Durumun ciddiyeti, kapitalist devletlerin üzerinde anlaştığı önlemlere sert bir şekilde başkaldırıyor. Medyada sözü geçtiğinde genellikle “dönüm noktası” sözcüğü ile birlikte kullanılan Paris anlaşması, gerçekte işlevsizdir. Küresel sıcaklık artışının mevcut ısınma düzeyinin iki katından biraz fazla, 2 derecenin altında tutulması yönündeki belirlenmiş hedefiyle Paris anlaşması, bağlayıcı olmayan vaatlerden oluşmaktadır.

Anlaşmanın kabul edildiği 2015’te, önde gelen iklim bilimcisi James Hansen, onu, yerinde bir şekilde, “sahtekarlık” ve “hile” olarak nitelemişti. Paris anlaşmasının ExxonMobil gibi enerji şirketleri dahil başlıca şirket devlerinin desteğine sahip olması, onun gerçek karakterine ilişkin her şeyi anlatmaktadır.

Paris anlaşmasının yerini aldığı 1997 Kyoto Protokolü de yetersizdi ama o, ABD’nin başını çektiği büyük kapitalist güçler onun bağlayıcı hedeflerini reddettiği için başarısız olmuştu. İklim değişikliği tehlikesi üzerine süslü konuşmalar yapmayı seven dönemin başkanı Barack Obama, Paris mutabakatı öncesindeki görüşmelere katıldığında, ABD’nin herhangi bir yeni iklim anlaşmasına yasal olarak bağlanmak zorunda olmadığı konusunda ısrar etmişti.

İklim değişikliğinin üstüne ciddi bir şekilde gitmek için, ekonomik yaşamın küresel ölçekte kapsamlı bir şekilde yeniden örgütlenmesi gerekmektedir. Enerji üretiminin yapısı fosil yakıtların kullanımından yenilenebilir enerjiye dayanan bir temele dönüştürülmelidir. Bu, trilyonlarca doların savaşta ve dünya milyarderlerinin kendilerini zenginleştirmesinde heba edilmesi yerine, altyapıya, mevcut teknolojilerin geliştirilmesine ve yeni düşüncelerin araştırılmasına kapsamlı bir fon akışını kapsayan uluslararası bir çabayı gerektirir.

Dünya halklarının yaşam standartlarını ve yaşam kalitesini arttırırken bu sorunları çözecek teknoloji mevcuttur. Ancak bunu hayata geçirmek, kapitalist sistem çerçevesi içinde mümkün değildir.

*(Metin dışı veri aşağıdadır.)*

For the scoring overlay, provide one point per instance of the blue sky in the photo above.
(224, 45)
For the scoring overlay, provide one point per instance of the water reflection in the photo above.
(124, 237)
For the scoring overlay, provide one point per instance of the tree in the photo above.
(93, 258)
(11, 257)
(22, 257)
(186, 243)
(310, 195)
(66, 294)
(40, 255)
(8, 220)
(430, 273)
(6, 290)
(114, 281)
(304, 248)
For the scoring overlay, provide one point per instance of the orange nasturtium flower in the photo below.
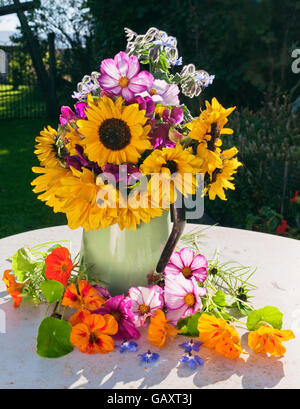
(93, 334)
(86, 299)
(159, 329)
(268, 340)
(13, 288)
(217, 333)
(59, 265)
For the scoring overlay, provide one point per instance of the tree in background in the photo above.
(70, 21)
(247, 44)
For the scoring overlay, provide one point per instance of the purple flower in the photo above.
(192, 361)
(159, 135)
(84, 89)
(130, 346)
(127, 173)
(120, 308)
(182, 296)
(67, 115)
(103, 292)
(80, 109)
(191, 346)
(146, 104)
(185, 262)
(145, 301)
(149, 357)
(174, 117)
(121, 76)
(164, 93)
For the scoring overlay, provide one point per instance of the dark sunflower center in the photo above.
(172, 166)
(114, 134)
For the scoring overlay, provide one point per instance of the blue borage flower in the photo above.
(191, 361)
(191, 346)
(149, 357)
(127, 346)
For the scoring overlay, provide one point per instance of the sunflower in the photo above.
(172, 169)
(211, 159)
(78, 193)
(114, 133)
(46, 148)
(221, 179)
(140, 208)
(48, 182)
(210, 125)
(72, 138)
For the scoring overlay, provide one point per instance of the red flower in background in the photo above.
(13, 288)
(281, 228)
(59, 265)
(296, 197)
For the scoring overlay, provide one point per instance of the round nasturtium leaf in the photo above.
(269, 314)
(54, 338)
(52, 290)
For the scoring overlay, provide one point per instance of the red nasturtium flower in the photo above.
(159, 329)
(59, 265)
(84, 298)
(93, 334)
(13, 288)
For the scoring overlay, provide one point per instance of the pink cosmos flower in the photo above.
(146, 104)
(121, 76)
(145, 301)
(67, 115)
(164, 93)
(185, 262)
(182, 297)
(120, 308)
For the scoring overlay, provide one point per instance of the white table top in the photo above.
(278, 279)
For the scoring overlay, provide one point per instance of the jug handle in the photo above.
(178, 227)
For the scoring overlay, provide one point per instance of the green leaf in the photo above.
(55, 246)
(52, 290)
(23, 264)
(188, 325)
(54, 338)
(268, 314)
(243, 309)
(219, 298)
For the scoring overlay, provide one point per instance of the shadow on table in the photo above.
(255, 372)
(114, 370)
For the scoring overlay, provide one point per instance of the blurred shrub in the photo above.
(269, 148)
(247, 44)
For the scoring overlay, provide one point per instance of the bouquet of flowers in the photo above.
(130, 148)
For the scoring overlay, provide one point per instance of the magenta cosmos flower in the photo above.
(122, 76)
(145, 301)
(182, 297)
(120, 308)
(185, 262)
(163, 93)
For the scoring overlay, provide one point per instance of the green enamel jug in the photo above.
(119, 259)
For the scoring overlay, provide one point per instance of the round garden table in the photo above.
(277, 260)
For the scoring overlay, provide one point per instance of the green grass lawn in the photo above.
(24, 102)
(20, 210)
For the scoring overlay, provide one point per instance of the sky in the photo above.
(9, 23)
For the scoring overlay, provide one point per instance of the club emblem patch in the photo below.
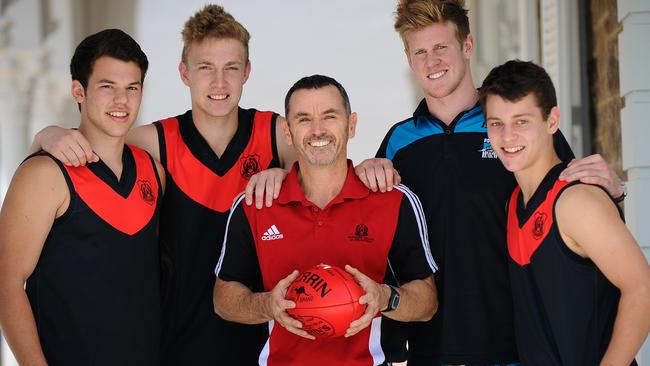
(146, 192)
(250, 165)
(538, 227)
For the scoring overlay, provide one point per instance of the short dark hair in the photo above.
(317, 82)
(109, 42)
(515, 79)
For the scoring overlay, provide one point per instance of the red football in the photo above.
(327, 300)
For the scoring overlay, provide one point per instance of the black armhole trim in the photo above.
(565, 249)
(275, 162)
(155, 172)
(161, 144)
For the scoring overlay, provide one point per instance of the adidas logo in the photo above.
(272, 234)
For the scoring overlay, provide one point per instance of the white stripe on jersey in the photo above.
(422, 223)
(225, 235)
(264, 354)
(374, 342)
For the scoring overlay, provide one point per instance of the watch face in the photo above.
(393, 301)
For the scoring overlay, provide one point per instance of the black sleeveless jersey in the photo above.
(464, 189)
(95, 289)
(564, 306)
(200, 190)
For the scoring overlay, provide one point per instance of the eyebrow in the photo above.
(106, 81)
(302, 114)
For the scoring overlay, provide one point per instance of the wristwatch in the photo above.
(620, 198)
(393, 300)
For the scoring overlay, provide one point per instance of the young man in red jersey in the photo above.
(84, 239)
(210, 153)
(314, 217)
(580, 283)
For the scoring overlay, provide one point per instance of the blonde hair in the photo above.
(213, 22)
(412, 15)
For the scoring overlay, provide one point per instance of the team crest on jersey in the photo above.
(146, 192)
(538, 227)
(487, 152)
(361, 234)
(250, 165)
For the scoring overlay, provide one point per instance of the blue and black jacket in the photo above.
(464, 189)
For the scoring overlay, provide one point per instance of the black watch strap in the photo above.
(393, 300)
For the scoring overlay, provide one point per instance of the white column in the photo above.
(634, 52)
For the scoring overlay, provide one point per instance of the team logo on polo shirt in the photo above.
(361, 234)
(146, 192)
(272, 234)
(250, 165)
(487, 152)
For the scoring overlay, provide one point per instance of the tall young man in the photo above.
(319, 206)
(84, 238)
(209, 153)
(443, 153)
(580, 283)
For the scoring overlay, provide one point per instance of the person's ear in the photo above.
(78, 92)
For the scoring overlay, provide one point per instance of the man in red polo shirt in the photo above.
(313, 221)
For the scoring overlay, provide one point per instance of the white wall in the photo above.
(352, 41)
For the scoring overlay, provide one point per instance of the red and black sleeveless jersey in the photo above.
(374, 232)
(200, 190)
(564, 306)
(95, 290)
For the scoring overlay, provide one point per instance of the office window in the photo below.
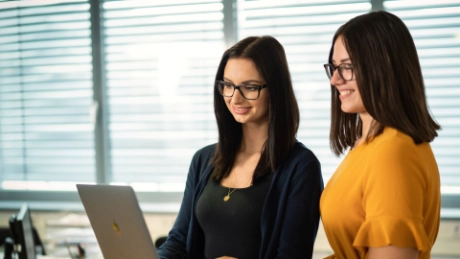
(46, 90)
(161, 58)
(435, 26)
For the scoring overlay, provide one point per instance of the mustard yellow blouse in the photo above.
(386, 192)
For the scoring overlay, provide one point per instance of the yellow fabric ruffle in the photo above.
(384, 231)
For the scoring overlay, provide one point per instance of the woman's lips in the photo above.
(240, 110)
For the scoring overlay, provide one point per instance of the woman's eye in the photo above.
(251, 88)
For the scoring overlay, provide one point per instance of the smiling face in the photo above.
(349, 93)
(243, 71)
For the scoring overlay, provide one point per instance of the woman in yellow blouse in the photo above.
(384, 199)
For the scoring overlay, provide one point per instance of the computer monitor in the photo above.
(22, 232)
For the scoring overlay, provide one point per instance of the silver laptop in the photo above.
(117, 221)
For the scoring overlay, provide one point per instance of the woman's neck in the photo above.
(366, 120)
(254, 138)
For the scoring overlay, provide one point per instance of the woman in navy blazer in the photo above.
(254, 194)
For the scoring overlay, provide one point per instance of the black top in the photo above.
(232, 227)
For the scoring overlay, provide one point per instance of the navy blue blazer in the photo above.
(290, 216)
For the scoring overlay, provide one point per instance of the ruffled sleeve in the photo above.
(384, 231)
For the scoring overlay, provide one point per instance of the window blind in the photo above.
(161, 59)
(435, 27)
(305, 29)
(46, 136)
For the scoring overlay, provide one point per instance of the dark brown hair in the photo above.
(283, 112)
(389, 78)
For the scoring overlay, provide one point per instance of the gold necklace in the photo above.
(227, 197)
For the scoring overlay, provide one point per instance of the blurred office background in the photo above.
(120, 92)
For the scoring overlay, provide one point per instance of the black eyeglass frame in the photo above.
(338, 68)
(259, 87)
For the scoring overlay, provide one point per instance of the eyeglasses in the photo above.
(345, 71)
(248, 91)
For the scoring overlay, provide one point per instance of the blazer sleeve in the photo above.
(176, 243)
(301, 211)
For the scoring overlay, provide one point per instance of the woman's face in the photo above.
(243, 71)
(348, 90)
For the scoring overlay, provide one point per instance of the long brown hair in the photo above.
(389, 78)
(283, 112)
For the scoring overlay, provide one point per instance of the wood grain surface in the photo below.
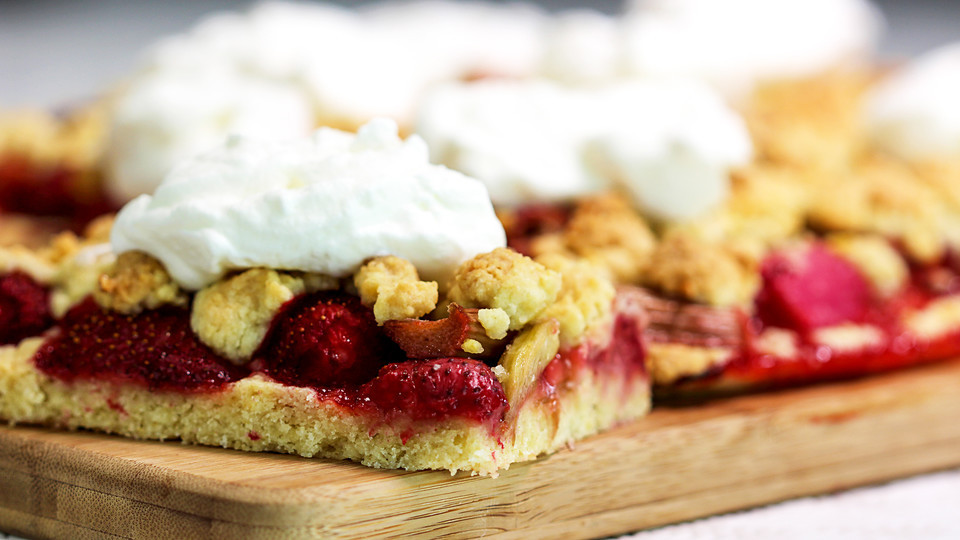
(677, 464)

İklim değişikliğinin üzerine gitme çabaları, dünya kapitalist sisteminin iki temel çelişkisi ile çatışma içine girmektedir. Bunlar, küresel bir ekonomi ile dünyanın rakip ulus-devletlere bölünmüşlüğü ve toplumsallaşmış üretim ile ekonomik yaşamın özel kar birikimine tabi kılınması arasındaki çelişkilerdir.

İnsanlığın, kendi eylemlerinin küresel iklim koşulları üzerinde kapsamlı bir etkiye sahip olduğu noktaya gelmiş olması, üretici güçlerin gelişmesinin devasa etkisinin bir ifadesidir. Ancak bu üretici güçler, ömrünü doldurmuş, akıldışı bir sosyo-ekonomik sistem içinde kapana kısılmış kalmaya devam ediyor. Onların akılcı ve bilimsel bir temelde daha fazla gelişmesi, toplumsal ilişkilerin tamamen yeniden örgütlenmesini gerektirmektedir.

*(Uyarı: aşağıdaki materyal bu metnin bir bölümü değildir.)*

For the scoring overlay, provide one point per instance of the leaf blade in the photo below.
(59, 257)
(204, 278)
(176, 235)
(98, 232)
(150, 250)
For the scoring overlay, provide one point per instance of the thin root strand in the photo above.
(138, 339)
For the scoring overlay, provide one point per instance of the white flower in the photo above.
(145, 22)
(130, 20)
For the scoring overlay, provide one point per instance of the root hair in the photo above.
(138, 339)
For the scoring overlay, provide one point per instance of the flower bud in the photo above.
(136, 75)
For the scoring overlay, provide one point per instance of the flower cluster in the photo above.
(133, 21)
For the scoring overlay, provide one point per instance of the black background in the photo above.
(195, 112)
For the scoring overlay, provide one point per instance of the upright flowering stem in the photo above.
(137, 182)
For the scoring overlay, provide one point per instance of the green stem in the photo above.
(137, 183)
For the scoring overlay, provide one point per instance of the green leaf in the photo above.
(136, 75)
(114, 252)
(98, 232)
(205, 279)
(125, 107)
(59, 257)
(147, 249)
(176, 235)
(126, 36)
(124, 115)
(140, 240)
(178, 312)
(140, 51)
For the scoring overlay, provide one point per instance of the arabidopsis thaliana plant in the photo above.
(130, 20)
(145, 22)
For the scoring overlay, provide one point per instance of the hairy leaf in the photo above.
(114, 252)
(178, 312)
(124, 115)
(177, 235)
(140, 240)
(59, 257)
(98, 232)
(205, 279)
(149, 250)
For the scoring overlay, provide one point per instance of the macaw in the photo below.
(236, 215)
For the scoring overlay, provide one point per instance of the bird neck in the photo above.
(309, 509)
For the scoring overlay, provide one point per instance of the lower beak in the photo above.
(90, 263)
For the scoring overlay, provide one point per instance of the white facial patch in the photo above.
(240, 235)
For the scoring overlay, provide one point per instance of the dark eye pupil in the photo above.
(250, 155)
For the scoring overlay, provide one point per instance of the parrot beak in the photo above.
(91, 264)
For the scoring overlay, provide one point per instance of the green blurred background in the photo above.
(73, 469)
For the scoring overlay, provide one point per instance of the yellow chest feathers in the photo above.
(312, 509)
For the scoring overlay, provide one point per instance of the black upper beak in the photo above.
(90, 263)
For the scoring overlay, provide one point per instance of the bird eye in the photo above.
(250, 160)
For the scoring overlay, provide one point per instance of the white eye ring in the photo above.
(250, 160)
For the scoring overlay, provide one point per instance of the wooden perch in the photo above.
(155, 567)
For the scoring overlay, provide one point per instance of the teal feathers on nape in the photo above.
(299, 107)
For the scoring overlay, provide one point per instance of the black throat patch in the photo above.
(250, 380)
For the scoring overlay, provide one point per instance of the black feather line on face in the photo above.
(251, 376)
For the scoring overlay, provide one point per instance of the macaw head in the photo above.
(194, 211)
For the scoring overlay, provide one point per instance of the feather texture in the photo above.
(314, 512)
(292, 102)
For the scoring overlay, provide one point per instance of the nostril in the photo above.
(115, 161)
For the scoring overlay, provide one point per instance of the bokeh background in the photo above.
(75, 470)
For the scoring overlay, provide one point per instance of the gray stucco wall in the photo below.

Kapitalist sistemin iklim değişikliğinin üzerine gitmek üzere ciddi önlemler alınmasını engelleyen çelişkileri, aynı zamanda, tüm gezegeni tehdit eden emperyalist savaşa ve yoksulluğun, işsizliğin ve toplumsal eşitsizliğin büyümesine de yol açıyor. Bunlarla beraber, bu çelişkiler, bütün dünyada işçileri siyasi olarak radikalleştiriyor.

İklim değişikliği, insanlığın karşı karşıya olduğu tüm diğer büyük sorunlar gibi, özünde sınıfsal bir sorundur. Küresel ısınmanın etkisinin asıl yükünü işçi sınıfı çekecektir. İşçi sınıfı, kendisini nesnel olarak giderek artan bir şekilde uluslararası bir sınıf olarak tanımlamaktadır. İşçi sınıfının toplumsal çıkarları kapitalizmin yıkılmasında, üretimin özel mülkiyetinin lağvedilmesinde ve güvenli ve sağlıklı bir çevre dahil olmak üzere insan ihtiyaçlarının karşılanmasını temel alan bir ekonomik sistem kurulmasındadır.

Küresel ısınmanın oluşturduğu tehlikelerin üzerine, yalnızca, uluslararası işçi sınıfının anarşik ve çağdışı kapitalist üretim biçimine karşı siyasi mücadelesi yoluyla gidilebilir. Yalnızca bu yolla, dünya ekonomisi akılcı ve bilimsel olarak yeniden örgütlenebilir ve çevresel felaket önlenebilir. Kısacası, iklim değişikliğinin çözümü, sosyalizmdir.